Edit: doh, the clue is in the name...similar job though!


----------



## feorag (Jul 31, 2007)

congratulations and she's a beautiful bitch! :2thumb:

I'll look forward to watching them grow and develop! :2thumb:


----------



## Lozza.Bella (Apr 24, 2010)

Ah, congratulations to mum and you Kerry, what a credit!!!
Isn't it the most amazing feeling!!
Are you keeping one??
Best wishes,
Laura.
x


----------



## Kare (Mar 9, 2010)

Aww congrats. 
Mum is a very handsome bitch.


----------



## MRS MURPH (Mar 26, 2009)

Lozza.Bella said:


> Ah, congratulations to mum and you Kerry, what a credit!!!
> Isn't it the most amazing feeling!!
> Are you keeping one??
> Best wishes,
> ...


It certainly is an amazing feeling. I'm over the moon and so proud of pepper she was amazing i didn't have to do a thing.

I've got my fingers crossed for a show quality bitch, only time will tell.
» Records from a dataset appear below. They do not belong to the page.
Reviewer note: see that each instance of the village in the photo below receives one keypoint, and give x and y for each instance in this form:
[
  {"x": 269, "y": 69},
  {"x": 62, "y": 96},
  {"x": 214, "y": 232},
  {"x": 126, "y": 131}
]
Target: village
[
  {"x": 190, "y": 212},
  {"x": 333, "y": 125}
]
I will post some more pics tomorrow

Kerryx


----------



## Zoo-Man (Apr 12, 2008)

Wow Kerry, what a bunch of beauties! Well done to Pepper, bless her! Will we be seeing any of these pups at training when old enough? hehe x


----------



## corny girl (Aug 30, 2009)

What a beautiful bitch, don't see many English Pointers about nowadays. Hope you get the show quality bitch you want :2thumb:. Pepper looks a happy mummy :no1:.


----------



## Shell195 (May 31, 2007)

What a stunning bitch, I look forward to seeing her puppies grow too:flrt:


----------



## Daisy_ (Feb 16, 2011)

awwwwwwhhh ! <3 congratulations on the pups


----------



## MRS MURPH (Mar 26, 2009)

Thanks everyone:2thumb:

Colin - You will definately see at least one at ringcraft when they're old enough.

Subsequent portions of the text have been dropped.